Allan Musoke
- Born: 1980 (age 45–46)

Rugby union career
- Position: Wing

International career
- Years: Team / Apps / (Points)
- Uganda

= Allan Musoke =

Rugby union player (born 1980)

Allan Musoke, also known as Sokee, was born in 1980. He is a retired rugby player who played in the Uganda rugby union. He plays as a wing. Musoke had a decorated career with the Uganda National Rugby team and his club the UTL Kobs and he is considered to be one of Uganda's greatest rugby players. Professionally, he is a Learning and Development professional who works as a Human Resources Consultant with Strategic Engagement Limited.

== Career ==
Musoke practiced several sports since his youth years. He played basketball for DMark Power in the FUBA League, from 1996 to 1999. In 1999, he joined Kobs RFC while he was still at Kings College Buddo. From 2000 to 2002, he played football for Nsibirwa Hall at Makerere University, as a striker, until he decided to dedicate himself exclusively to rugby union thus joining Uganda Telecom Kobs Rugby Club (UTL) and in 2006, he captained Uganda at the Commonwealth Games. Musoke is a two-time Most Valuable Player (MVP) of the Uganda rugby league.
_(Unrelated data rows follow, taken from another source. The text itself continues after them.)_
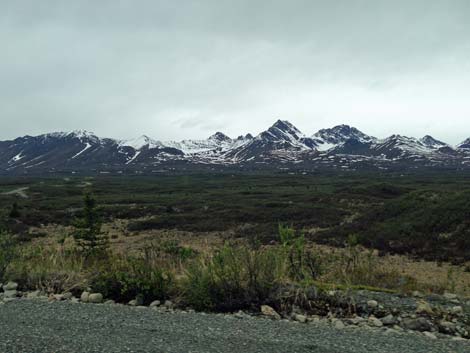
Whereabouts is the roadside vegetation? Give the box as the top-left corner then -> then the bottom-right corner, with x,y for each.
0,176 -> 470,311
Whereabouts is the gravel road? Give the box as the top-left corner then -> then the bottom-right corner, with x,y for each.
0,299 -> 470,353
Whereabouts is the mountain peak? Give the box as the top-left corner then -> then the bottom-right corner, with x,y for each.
209,131 -> 232,142
313,124 -> 376,150
120,135 -> 161,150
270,119 -> 300,133
420,135 -> 447,148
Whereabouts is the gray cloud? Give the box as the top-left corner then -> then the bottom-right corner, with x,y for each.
0,0 -> 470,143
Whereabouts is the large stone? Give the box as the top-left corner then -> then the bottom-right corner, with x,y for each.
335,320 -> 346,330
423,331 -> 437,340
3,282 -> 18,292
88,293 -> 103,304
401,317 -> 432,332
3,289 -> 18,299
380,314 -> 398,326
150,300 -> 162,308
294,314 -> 307,323
62,292 -> 73,300
367,316 -> 383,327
26,290 -> 41,299
416,301 -> 434,315
261,305 -> 281,320
450,305 -> 463,315
444,292 -> 457,300
80,291 -> 90,303
437,320 -> 457,335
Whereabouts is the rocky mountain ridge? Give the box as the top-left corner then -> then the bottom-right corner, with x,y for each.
0,120 -> 470,174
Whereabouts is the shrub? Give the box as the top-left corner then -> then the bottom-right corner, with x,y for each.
0,231 -> 17,281
91,251 -> 174,304
7,246 -> 88,293
183,245 -> 283,311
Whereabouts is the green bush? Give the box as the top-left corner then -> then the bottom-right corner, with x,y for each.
183,245 -> 283,311
0,231 -> 17,281
91,255 -> 174,304
7,245 -> 88,293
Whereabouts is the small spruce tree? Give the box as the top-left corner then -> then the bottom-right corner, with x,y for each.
73,192 -> 108,257
9,202 -> 21,218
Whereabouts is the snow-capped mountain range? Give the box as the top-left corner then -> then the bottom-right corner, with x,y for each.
0,120 -> 470,174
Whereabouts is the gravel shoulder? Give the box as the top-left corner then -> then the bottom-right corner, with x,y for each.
0,299 -> 470,353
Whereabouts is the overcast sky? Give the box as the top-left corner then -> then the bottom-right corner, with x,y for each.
0,0 -> 470,143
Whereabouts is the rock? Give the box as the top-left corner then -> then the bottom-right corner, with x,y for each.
305,286 -> 318,300
450,305 -> 463,315
367,316 -> 383,327
80,292 -> 90,303
50,294 -> 65,302
62,292 -> 73,300
3,282 -> 18,292
423,331 -> 437,340
416,301 -> 434,315
163,300 -> 174,309
443,292 -> 457,300
3,289 -> 18,299
261,305 -> 281,320
294,314 -> 307,324
401,317 -> 432,332
26,290 -> 41,299
88,293 -> 103,304
437,320 -> 457,335
335,320 -> 346,330
380,314 -> 398,326
347,316 -> 366,325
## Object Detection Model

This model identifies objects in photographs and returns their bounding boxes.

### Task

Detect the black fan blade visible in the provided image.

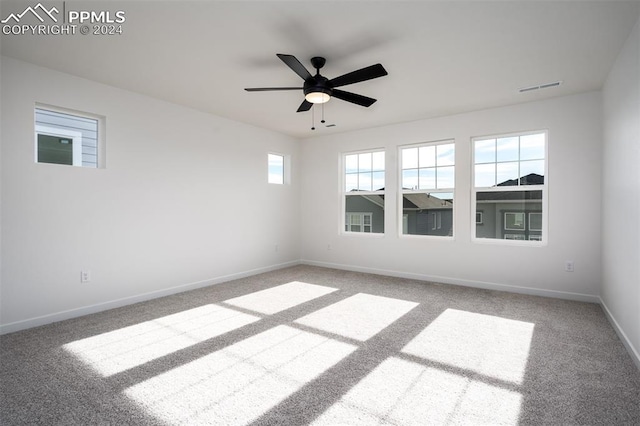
[333,89,376,107]
[296,99,313,112]
[276,53,312,81]
[329,64,388,87]
[244,87,302,92]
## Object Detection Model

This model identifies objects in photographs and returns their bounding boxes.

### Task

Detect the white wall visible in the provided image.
[0,57,299,332]
[301,92,602,302]
[602,17,640,368]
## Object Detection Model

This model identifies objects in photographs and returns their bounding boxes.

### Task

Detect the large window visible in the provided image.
[473,131,547,242]
[343,151,385,233]
[35,108,99,168]
[400,140,455,237]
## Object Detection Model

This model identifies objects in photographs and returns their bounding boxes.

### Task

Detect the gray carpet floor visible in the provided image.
[0,266,640,425]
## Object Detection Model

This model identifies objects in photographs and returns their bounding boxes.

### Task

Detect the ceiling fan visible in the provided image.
[244,53,387,112]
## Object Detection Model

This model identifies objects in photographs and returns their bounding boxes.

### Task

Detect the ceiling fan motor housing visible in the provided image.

At international level, he played for the Uganda, and is currently the top scorer for the "Cranes". He was a key player in the team that won the CAR Africa Cup on 29 September 2007, in a 42–11 win over Madagascar, in a game where he scored a try.
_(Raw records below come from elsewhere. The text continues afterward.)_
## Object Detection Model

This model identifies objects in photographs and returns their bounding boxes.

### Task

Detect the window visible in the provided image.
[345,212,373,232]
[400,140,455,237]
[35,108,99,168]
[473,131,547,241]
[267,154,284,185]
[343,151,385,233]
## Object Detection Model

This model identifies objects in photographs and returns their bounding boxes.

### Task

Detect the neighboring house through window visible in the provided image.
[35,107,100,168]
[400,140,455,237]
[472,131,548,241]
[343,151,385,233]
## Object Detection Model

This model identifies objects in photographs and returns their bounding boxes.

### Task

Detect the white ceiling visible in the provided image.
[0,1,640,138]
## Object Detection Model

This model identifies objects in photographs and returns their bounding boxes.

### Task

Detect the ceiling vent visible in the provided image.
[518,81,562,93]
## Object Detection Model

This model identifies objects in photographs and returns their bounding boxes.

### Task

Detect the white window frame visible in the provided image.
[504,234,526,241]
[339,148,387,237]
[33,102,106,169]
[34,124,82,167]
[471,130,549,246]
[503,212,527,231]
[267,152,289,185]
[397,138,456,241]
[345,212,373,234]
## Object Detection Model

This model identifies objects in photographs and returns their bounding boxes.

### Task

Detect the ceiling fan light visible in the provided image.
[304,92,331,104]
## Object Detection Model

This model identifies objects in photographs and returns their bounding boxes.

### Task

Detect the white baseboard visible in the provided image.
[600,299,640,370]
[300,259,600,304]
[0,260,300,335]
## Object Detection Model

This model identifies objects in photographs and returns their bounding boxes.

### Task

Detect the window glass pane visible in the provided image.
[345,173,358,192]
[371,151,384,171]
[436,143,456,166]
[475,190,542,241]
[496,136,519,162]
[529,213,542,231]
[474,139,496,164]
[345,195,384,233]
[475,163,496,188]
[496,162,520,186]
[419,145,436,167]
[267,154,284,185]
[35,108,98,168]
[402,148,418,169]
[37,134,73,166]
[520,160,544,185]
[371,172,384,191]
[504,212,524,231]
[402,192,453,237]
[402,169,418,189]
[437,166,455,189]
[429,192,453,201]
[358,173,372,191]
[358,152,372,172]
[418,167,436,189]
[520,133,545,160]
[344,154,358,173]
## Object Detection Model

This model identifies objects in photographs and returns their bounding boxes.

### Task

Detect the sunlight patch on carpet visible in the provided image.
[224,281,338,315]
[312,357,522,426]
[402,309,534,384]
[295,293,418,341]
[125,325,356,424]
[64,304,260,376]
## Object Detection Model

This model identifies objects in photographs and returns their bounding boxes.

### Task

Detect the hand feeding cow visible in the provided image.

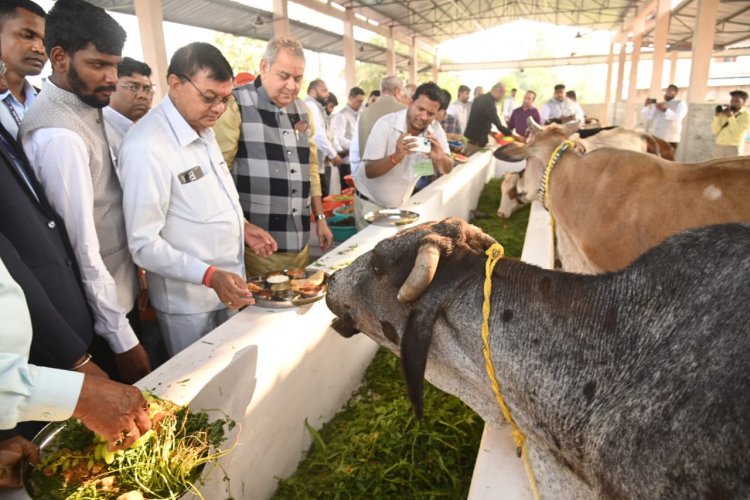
[496,119,674,219]
[326,219,750,500]
[495,120,750,274]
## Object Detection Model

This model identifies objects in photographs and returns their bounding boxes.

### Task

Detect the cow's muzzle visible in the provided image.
[331,313,359,338]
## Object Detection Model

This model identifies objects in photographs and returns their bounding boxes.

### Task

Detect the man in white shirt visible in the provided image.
[354,83,453,228]
[503,89,518,123]
[305,78,341,196]
[539,83,583,125]
[0,0,47,138]
[641,84,687,151]
[565,90,586,124]
[349,75,406,174]
[102,57,154,162]
[120,42,276,356]
[331,87,365,186]
[20,0,151,382]
[446,85,471,134]
[0,235,151,482]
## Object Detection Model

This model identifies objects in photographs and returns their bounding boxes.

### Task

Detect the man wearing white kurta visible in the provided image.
[19,2,151,383]
[120,43,272,356]
[641,84,687,151]
[354,83,453,228]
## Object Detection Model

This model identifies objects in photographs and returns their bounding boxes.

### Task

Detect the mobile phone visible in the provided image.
[404,135,432,153]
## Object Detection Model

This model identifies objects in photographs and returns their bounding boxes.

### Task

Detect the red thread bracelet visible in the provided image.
[203,266,216,288]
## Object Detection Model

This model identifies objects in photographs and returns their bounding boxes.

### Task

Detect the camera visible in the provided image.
[404,135,432,153]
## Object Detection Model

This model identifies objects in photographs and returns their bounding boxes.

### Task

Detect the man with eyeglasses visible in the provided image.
[102,57,154,161]
[216,37,333,276]
[120,42,276,356]
[19,0,151,383]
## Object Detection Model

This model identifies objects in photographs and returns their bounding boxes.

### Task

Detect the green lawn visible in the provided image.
[269,179,529,500]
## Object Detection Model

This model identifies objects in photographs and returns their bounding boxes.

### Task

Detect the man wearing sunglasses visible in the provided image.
[102,57,154,161]
[120,42,276,356]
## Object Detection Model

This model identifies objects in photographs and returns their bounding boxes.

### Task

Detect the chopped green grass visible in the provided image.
[471,178,531,258]
[274,179,529,500]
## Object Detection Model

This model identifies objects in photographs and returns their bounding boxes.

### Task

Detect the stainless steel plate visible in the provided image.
[365,208,419,226]
[248,269,330,309]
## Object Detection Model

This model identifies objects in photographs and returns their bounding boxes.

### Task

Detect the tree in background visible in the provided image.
[214,33,268,75]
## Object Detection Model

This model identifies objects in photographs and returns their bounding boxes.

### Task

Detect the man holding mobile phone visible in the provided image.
[354,83,453,229]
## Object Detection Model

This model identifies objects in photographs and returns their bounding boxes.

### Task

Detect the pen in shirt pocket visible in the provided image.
[294,116,307,142]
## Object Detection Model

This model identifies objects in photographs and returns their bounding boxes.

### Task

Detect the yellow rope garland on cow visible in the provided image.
[538,140,576,267]
[482,243,541,500]
[539,141,576,215]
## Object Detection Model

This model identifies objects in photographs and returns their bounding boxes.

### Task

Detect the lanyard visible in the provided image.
[0,134,39,201]
[3,94,21,127]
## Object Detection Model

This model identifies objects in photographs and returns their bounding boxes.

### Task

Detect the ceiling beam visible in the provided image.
[318,0,437,56]
[439,47,750,73]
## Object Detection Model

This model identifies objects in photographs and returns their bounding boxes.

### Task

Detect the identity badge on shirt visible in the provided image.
[177,166,203,184]
[413,156,433,177]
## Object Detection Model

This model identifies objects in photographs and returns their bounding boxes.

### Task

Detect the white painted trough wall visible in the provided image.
[0,151,524,500]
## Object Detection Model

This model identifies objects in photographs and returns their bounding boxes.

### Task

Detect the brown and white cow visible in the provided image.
[497,124,674,219]
[495,125,750,274]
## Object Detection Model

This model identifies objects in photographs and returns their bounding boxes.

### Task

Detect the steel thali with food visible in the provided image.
[247,268,329,309]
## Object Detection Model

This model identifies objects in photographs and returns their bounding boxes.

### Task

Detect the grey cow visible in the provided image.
[326,219,750,500]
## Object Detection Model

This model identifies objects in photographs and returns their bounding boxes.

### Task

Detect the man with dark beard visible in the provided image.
[20,0,151,382]
[305,78,341,196]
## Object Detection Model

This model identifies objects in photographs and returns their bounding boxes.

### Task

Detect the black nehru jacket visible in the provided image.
[464,93,513,147]
[0,125,94,369]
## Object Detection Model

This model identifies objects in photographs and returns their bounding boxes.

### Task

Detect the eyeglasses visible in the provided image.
[177,75,232,108]
[118,83,154,95]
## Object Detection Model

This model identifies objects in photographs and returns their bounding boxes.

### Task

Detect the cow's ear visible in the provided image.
[401,307,439,419]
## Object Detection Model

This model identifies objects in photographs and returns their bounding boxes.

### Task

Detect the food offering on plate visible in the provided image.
[23,394,235,500]
[247,267,328,308]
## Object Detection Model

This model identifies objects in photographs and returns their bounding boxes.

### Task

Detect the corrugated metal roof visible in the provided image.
[89,0,750,67]
[88,0,408,66]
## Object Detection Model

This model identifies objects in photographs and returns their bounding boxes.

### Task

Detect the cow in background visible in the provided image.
[495,119,750,274]
[497,120,674,219]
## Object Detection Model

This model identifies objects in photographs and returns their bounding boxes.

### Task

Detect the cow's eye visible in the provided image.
[370,254,385,276]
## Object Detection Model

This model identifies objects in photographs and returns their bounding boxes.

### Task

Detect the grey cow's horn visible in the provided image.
[396,244,440,303]
[526,117,542,132]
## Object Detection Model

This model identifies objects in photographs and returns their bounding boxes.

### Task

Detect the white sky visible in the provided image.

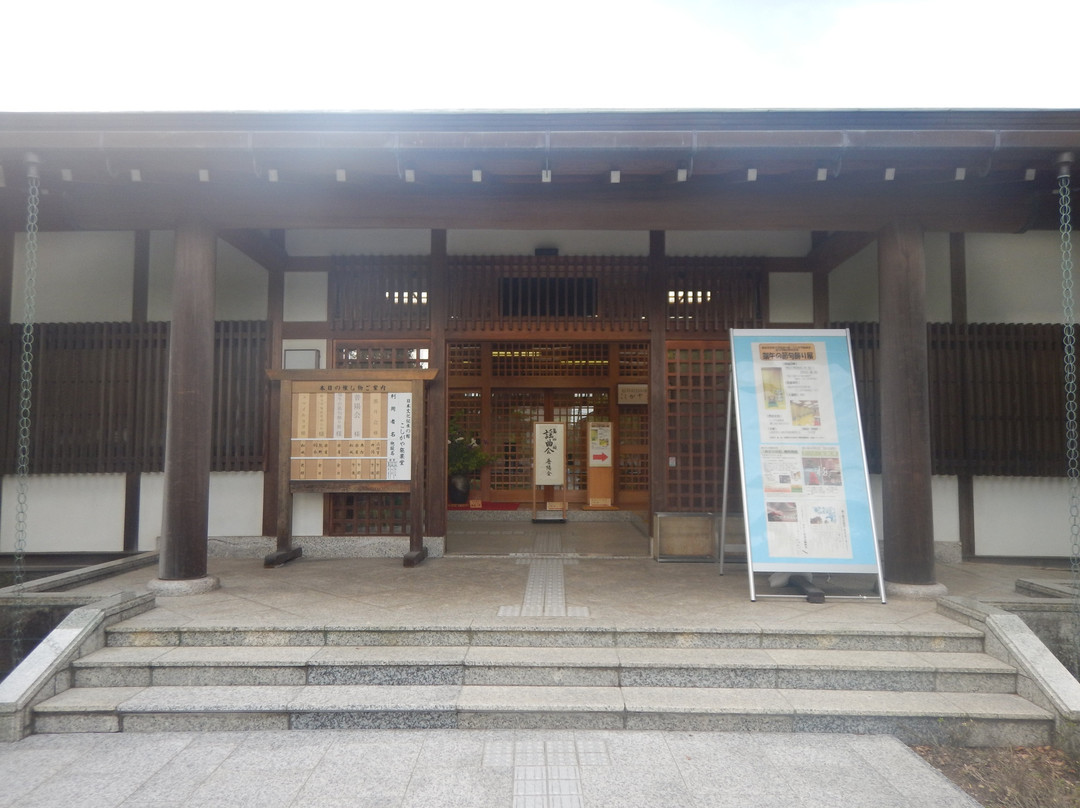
[0,0,1080,111]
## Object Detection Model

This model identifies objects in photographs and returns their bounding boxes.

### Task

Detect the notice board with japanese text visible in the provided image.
[731,328,881,591]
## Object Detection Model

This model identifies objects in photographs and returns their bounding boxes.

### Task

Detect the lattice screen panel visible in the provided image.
[488,390,544,490]
[326,493,410,536]
[491,342,609,377]
[665,342,731,511]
Musoke also played for the African Leopards multinational team, on July 23, 2005, in the 15–30 loss to the South African Students, in Ellis Park, Johannesburg and was then part of 2 subsequent tours to the United Kingdom (British Army) and France (France U20). Musoke is a six time title champion in the Uganda Rugby League and also won four cups with the Kobs.

Since retiring from active play, Musoke has transitioned into a professional career as a Learning and Development Senior Consultant in Human Resources. He has also served as a commentator and mentor for the sport, helping to develop younger players.
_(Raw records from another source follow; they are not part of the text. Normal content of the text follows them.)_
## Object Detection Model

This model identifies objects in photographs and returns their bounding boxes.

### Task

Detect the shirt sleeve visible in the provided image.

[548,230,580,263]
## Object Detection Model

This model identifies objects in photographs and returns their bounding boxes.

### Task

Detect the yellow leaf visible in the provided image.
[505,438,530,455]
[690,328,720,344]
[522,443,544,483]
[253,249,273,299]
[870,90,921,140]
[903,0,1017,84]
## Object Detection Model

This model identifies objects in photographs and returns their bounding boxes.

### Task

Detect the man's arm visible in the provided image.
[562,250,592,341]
== Awards and achievements ==
Musoke was part of the Uganda Rugby Cranes team that won the CAR Africa Cup on 29 September 2007.

In 2006, he was named as the Most Valuable Player in the Ugandan league.

Musoke was part of the Uganda Rugby Cranes team that won the CAR Africa Cup in 2002.

Musoke while at UTL Kobs, he won six Uganda Rugby League titles that is to say in 2003, 2006, 2007, 2008, 2014 and 2016.

He is also a four‑time Uganda Cup winner.